In the four years that followed, Purcell joined a community who would lobby for Science of Reading laws for all the kids who needed more deliberate instruction in reading but who weren't getting it at school.
Georgia legislators heard the lobbyists and saw the statistics. Last year, almost 40% of Georgia third graders read below grade level.
So this year legislators passed two state laws mandating Science of Reading and Structured Literacy. This month Governor Brian Kemp appointed a state Director of Literacy, Amy Denty, to steer the application of those standards in every school district in the state.
Ellen Register teaches in Grady County, on the Florida border, where teachers are in year two of Science of Reading training. She said she was shocked the material was new to her.
"Because I have a master's degree, I have a reading endorsement, and I didn't even know all of this."
Over the last year, Register has been using Structured Literacy in small groups with kids who have the toughest time learning to read.
"I can see it working. I can see it being beneficial and helping the light bulb click for the kids," Register said.
What teachers call "Word Work" is really about teaching students to decode words--rendering their physical symbolism into component sounds. Register said learning what those sounds are supposed to mean is the last step in the process.
That is reading.
"Only then at the very end do we get to reading the words," she said. "Some days."
Not everyone is convinced Structured Literacy works or, for people like Lisa Morgan, that it's even new.
"Yes, we all need some phonics," Morgan said. "Every child needs to learn phonics."
Morgan teaches kindergarten and is the president of the Georgia Association of Educators. She worries the focus on the Science of reading goes too far, that it takes the fun out of reading.
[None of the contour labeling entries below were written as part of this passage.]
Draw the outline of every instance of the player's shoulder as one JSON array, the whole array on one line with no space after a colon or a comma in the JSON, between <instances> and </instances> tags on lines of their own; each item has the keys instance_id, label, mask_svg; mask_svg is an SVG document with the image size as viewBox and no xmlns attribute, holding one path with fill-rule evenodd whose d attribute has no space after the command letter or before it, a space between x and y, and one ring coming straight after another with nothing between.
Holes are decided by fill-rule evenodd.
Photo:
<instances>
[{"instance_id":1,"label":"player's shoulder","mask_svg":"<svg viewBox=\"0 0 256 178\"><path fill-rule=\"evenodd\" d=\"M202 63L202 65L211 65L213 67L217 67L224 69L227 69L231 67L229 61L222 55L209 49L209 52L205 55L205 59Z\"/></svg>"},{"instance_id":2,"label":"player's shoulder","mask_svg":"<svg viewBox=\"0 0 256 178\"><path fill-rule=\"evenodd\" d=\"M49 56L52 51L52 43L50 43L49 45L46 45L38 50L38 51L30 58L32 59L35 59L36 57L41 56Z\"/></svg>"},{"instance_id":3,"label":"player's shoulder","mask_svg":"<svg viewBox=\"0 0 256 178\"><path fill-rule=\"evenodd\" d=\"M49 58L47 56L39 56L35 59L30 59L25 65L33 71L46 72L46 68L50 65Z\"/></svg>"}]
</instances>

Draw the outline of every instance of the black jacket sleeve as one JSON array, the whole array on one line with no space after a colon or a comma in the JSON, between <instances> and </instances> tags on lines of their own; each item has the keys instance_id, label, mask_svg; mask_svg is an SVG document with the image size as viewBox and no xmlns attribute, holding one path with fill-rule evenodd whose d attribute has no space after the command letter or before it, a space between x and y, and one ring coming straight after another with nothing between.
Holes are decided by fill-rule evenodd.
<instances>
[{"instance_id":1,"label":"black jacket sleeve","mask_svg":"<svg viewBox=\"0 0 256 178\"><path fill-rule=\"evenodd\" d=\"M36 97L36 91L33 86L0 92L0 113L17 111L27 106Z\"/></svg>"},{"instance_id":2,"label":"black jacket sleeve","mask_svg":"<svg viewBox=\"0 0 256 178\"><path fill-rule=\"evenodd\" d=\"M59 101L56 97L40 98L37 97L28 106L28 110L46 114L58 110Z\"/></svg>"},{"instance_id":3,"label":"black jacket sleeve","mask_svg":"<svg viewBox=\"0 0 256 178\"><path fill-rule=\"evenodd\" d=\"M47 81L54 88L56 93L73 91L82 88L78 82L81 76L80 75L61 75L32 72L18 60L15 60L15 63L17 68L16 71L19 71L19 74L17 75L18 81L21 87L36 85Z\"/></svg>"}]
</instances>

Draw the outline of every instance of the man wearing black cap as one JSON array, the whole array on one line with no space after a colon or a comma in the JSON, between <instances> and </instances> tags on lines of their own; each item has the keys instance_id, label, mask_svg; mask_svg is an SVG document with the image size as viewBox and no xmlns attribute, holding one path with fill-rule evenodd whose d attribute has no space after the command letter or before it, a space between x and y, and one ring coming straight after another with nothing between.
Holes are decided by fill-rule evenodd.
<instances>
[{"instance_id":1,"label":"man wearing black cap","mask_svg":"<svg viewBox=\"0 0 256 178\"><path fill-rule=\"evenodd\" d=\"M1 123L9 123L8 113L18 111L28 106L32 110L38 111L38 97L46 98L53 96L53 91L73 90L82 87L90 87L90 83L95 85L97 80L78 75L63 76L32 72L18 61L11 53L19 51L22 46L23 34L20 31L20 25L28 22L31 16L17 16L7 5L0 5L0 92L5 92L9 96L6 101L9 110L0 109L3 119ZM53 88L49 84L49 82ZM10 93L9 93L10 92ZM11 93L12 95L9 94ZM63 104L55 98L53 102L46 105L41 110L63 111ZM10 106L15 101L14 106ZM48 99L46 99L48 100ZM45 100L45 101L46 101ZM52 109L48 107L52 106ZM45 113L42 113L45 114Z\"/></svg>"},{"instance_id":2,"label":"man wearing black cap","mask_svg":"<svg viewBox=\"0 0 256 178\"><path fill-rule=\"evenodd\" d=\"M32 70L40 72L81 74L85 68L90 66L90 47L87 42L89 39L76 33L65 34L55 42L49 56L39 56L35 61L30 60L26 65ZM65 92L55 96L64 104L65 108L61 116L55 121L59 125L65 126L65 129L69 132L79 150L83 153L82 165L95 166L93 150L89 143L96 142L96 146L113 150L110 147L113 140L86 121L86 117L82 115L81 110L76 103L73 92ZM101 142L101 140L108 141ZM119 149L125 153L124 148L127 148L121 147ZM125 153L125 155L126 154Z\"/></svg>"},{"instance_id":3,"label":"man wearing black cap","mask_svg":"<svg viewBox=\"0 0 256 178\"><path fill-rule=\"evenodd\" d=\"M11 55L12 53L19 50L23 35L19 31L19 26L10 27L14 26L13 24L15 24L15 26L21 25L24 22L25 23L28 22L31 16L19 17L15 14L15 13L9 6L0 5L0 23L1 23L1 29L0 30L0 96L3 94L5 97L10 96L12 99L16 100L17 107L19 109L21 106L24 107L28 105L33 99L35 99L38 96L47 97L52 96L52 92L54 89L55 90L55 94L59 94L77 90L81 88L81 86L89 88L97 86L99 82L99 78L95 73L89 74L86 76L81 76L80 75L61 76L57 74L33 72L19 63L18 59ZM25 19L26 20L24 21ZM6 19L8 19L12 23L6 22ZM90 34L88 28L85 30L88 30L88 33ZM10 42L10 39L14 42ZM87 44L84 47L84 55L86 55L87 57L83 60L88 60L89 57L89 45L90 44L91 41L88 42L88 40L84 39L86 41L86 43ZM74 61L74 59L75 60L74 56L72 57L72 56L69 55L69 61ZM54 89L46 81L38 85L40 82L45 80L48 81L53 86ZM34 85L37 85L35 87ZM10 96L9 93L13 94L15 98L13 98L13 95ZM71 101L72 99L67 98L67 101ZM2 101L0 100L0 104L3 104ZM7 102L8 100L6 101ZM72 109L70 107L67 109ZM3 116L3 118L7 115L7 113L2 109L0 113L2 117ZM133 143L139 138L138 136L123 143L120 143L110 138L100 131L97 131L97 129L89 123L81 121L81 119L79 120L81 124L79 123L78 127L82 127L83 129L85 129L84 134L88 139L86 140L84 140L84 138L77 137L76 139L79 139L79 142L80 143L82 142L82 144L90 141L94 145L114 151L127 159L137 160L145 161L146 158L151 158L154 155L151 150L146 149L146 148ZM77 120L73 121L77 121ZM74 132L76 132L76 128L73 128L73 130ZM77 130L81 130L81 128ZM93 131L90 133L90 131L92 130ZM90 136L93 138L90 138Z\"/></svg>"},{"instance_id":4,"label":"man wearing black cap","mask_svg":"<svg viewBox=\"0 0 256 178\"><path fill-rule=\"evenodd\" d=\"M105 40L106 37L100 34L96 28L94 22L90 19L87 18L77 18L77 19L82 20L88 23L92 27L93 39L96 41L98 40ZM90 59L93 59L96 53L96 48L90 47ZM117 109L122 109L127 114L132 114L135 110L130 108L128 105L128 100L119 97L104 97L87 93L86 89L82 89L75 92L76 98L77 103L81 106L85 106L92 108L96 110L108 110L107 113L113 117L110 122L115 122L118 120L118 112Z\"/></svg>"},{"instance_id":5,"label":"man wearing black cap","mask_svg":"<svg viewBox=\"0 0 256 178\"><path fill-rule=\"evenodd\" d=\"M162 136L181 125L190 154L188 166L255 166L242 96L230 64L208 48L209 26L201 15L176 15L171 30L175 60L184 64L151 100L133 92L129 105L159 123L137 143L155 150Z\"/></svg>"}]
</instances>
"Teaching children to read is not just a science, it's also an art," Morgan said. "I want them to want to read and to love to read."
Lobbyist, teacher and mom Missy Purcell said that is the classic defense of Balanced Literacy.
"That would be great, but really, what's going to get you to love something is that you're successful at it," Purcell said.
Increasingly, the consensus is that for reading, success follows explicit, structured, work. Most states have at least some Science of Reading standards now.
For proof, Purcell points to what many have called the Mississippi Miracle, the leap not only in reading proficiency but also across all subject matter that followed their statewide adoption of Structured Literacy.
"You know, this is not a revolutionary thing," Purcell said. "It's actually Georgia is playing catch up to a lot of places that have already gone before us."
Georgia plans to complete its rollout of Science of Reading standards by 2025.